Our daughter Bella is beautiful. She is also very talented and has the natural ability to sing and play piano. It came very easy to her. She also works very hard at bettering herself in both of them.
We finally talked her into enrolling in CrossFit, and it took a bit of persuasion. She was, and admitted this later, very worried about how people would look at her at the gym because she felt weak, uncoordinated, and was not happy with her body not being muscular. Mind you, this does NOT come from us as parents. If you saw her, you would laugh, because she is 5'9", 120 pounds, and stunningly pretty. She is what many women want to be, tall, thin, and pretty. We got her into CrossFit, and she was just not pushing herself, and we found out it is because she was afraid to fail.
We had a breakthrough one day where I really pushed her with some weightlifting, and I wouldn't let her quit, but I cheered her on to do what she previously thought was impossible. She did it, and tears immediately came. I hugged her and a few people cheered for her. I was so proud of this wonderful girl for finally letting go of the enemy of most adults: the fear of failure. She has now started to learn this as a young woman, and I'm happy about that.
On the way home from the gym we were conversing about why we love CrossFit so much, and it struck us. It's because doing something very difficult physically, and conquering it, does something for your mentality. It teaches you to not be afraid to fail; it teaches you humility because someone is always stronger, faster, or better than you; it teaches you that aspiration to be faster, stronger, and better is a GOOD thing, so go for it; and it teaches you how to succeed.

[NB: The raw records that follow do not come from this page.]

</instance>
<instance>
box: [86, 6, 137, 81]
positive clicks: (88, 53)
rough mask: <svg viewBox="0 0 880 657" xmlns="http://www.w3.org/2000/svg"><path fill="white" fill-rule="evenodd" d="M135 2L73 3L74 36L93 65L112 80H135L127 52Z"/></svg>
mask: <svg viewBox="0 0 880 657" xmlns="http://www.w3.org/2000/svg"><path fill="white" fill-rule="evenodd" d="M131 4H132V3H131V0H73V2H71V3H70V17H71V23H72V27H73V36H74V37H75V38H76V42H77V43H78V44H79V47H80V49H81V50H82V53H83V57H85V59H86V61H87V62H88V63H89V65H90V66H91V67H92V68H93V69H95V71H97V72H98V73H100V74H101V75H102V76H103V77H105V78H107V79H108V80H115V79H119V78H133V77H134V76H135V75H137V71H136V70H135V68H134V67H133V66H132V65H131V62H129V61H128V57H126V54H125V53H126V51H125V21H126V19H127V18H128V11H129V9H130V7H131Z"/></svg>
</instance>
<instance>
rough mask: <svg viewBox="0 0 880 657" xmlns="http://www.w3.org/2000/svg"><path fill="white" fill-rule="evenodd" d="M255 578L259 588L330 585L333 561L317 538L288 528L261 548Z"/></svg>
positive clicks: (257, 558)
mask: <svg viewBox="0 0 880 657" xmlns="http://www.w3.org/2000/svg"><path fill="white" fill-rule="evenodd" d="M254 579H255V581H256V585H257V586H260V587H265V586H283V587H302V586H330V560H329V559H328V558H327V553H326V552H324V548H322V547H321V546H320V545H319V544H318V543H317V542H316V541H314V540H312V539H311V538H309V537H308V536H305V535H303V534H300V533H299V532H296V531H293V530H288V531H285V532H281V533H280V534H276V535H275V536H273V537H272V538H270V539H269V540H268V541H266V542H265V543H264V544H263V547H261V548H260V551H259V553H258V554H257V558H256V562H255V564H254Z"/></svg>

So, go find something physically you thought you couldn't do, make a plan to do it, and get after it. We just signed Meg up to go run with some women in Canada, which is going to be difficult. She had to commit to it, and she almost threw up thinking about it, but now the chase for greatness is ON, and she's going to win. Me? I am in Kenya now, and I'm going to hike Kilimanjaro. That mountain is going to be mine.
William Danforth said: "The path of least resistance makes for crooked rivers and crooked men." Find your impediment, and go through it, not around. It is the way you should go.